Smithhisler is still working on her own fluency. She was raised in Oregon but after her father passed away, her mother wanted to be closer to her family in Alaska. Smithhisler moved to Nome as an 11-year-old and got to participate in her family’s traditional subsistence lifestyle—hunting in the springtime and camping, fishing and berry picking in the summer. With those activities came more Iñupiaq words and phrases. “I’m really thankful that my mom raised me up here, because I could learn how to subsist and kind of understand part of her language,” she said.
Because several of her family members grew up speaking Iñupiaq and then were forced to learn English in school, Smithhisler said they sometimes “got stuck” between the two languages. She said she would help her mom and grandparents at their doctor appointments.
“I learned how to take down whatever was said to them in English into simpler terms that they could understand, and that made it easier for me to start learning Iñupiaq,” Smithhisler said.
In high school she started to spend time with some King Island Elders who helped teach her basic words.
“They always told me if I want to work on the accent what I should do is mimic some of the animal noises that our Indigenous animals make like ravens and walrus and caribou,” she said.
Then a few years ago she took a class at UAF Northwest Campus with Josie Bourdon. “After that, I was like, ‘I cannot get enough! This is so much fun! I understand! I need to know more!’”
She started seeking more classes, including a conversational Iñupiaq class with Meghan Sigvanna Topkok. She praised Bourdon and Topkok for their support of students: “They’re phenomenal at finding resources and helping others feed their hunger to learn.”
As she was learning, Smithhisler started posting her own vocabulary videos to her personal Facebook page. Then her friend in Utqiagvik invited her to become an administrator of the “Iñupiaq Word of the Day” page which already had hundreds of followers. Now the page has more than 7,000 followers and Smithhisler has started using TikTok to create her videos because the platform makes editing and adding text relatively easy. She said she gets more interaction on TikTok, and on both platforms, she’s reached audiences outside of Alaska. People from Greenland and Canada will often point out Iñupiaq words and phrases that are similar in their language and share their own translations.
As for the next steps in her own Iñupiaq education, Smithhisler said she is taking as many classes as UAF will let her.
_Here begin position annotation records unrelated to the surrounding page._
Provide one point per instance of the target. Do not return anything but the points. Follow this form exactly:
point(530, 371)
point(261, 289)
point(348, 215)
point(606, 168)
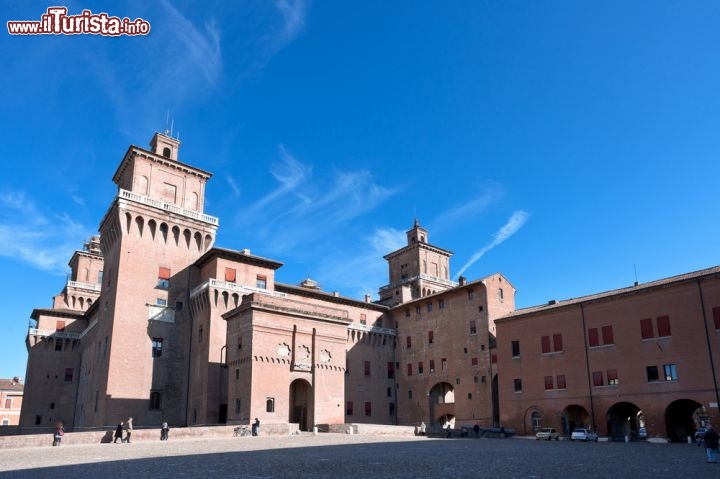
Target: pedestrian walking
point(58, 434)
point(128, 430)
point(711, 443)
point(164, 430)
point(118, 433)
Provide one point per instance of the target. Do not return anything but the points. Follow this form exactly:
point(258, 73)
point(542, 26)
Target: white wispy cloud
point(293, 13)
point(233, 185)
point(195, 48)
point(302, 203)
point(361, 269)
point(489, 194)
point(43, 241)
point(516, 221)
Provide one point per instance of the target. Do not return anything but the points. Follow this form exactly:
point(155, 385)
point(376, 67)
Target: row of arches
point(625, 420)
point(369, 338)
point(162, 231)
point(77, 302)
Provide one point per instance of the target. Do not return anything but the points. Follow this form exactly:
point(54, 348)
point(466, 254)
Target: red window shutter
point(230, 275)
point(593, 339)
point(163, 273)
point(548, 382)
point(545, 341)
point(557, 342)
point(646, 328)
point(607, 335)
point(663, 326)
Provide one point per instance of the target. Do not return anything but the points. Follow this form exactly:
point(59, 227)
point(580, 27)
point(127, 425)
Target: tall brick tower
point(134, 360)
point(416, 270)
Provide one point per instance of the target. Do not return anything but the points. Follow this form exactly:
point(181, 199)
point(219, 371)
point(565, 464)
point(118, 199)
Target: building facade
point(158, 323)
point(11, 396)
point(635, 362)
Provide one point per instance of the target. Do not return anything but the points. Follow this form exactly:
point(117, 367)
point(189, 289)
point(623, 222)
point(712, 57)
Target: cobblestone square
point(336, 455)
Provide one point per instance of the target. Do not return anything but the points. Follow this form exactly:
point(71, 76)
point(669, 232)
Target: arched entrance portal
point(680, 419)
point(301, 404)
point(574, 416)
point(623, 420)
point(442, 403)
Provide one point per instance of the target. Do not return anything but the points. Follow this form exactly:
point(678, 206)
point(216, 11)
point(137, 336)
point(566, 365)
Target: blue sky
point(566, 144)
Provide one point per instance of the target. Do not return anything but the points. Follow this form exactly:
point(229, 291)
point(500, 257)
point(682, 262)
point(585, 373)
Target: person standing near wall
point(118, 433)
point(711, 443)
point(128, 429)
point(58, 434)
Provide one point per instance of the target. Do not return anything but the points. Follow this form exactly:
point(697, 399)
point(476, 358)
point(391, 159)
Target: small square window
point(517, 385)
point(670, 372)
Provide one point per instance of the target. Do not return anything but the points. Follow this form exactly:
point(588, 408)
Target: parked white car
point(583, 435)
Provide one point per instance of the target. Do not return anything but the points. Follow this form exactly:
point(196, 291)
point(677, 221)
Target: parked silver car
point(583, 435)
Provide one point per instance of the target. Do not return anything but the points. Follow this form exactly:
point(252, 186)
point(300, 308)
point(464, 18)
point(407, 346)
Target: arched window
point(535, 418)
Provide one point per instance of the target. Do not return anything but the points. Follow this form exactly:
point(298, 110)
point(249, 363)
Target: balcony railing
point(129, 195)
point(426, 277)
point(239, 288)
point(161, 313)
point(52, 334)
point(88, 286)
point(372, 329)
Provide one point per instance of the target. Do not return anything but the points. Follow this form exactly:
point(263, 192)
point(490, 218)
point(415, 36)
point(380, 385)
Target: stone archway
point(574, 416)
point(442, 403)
point(622, 421)
point(301, 410)
point(680, 419)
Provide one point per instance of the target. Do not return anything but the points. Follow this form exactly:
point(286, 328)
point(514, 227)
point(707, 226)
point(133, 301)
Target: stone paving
point(337, 455)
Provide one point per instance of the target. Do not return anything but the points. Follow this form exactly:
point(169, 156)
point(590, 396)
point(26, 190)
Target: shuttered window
point(593, 338)
point(663, 326)
point(545, 341)
point(646, 330)
point(608, 335)
point(230, 275)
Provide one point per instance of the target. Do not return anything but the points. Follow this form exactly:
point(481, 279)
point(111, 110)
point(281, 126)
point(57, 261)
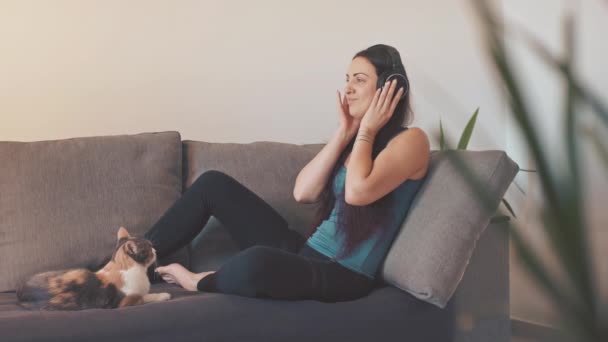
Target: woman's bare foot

She said she might start taking online classes taught out of other UAF campuses, though a challenge is that these classes are sometimes taught in other dialects, like the North Slope Dialect.
Smithhisler said she also would love more people to participate in sharing on “Iñupiaq Word of the Day,” but not everyone is comfortable taking videos of themselves. For now, she doesn’t mind being the face of the effort.
“I really want people to just be exposed to Iñupiaq the way that I was, because that’s what sparked my curiosity,” she said.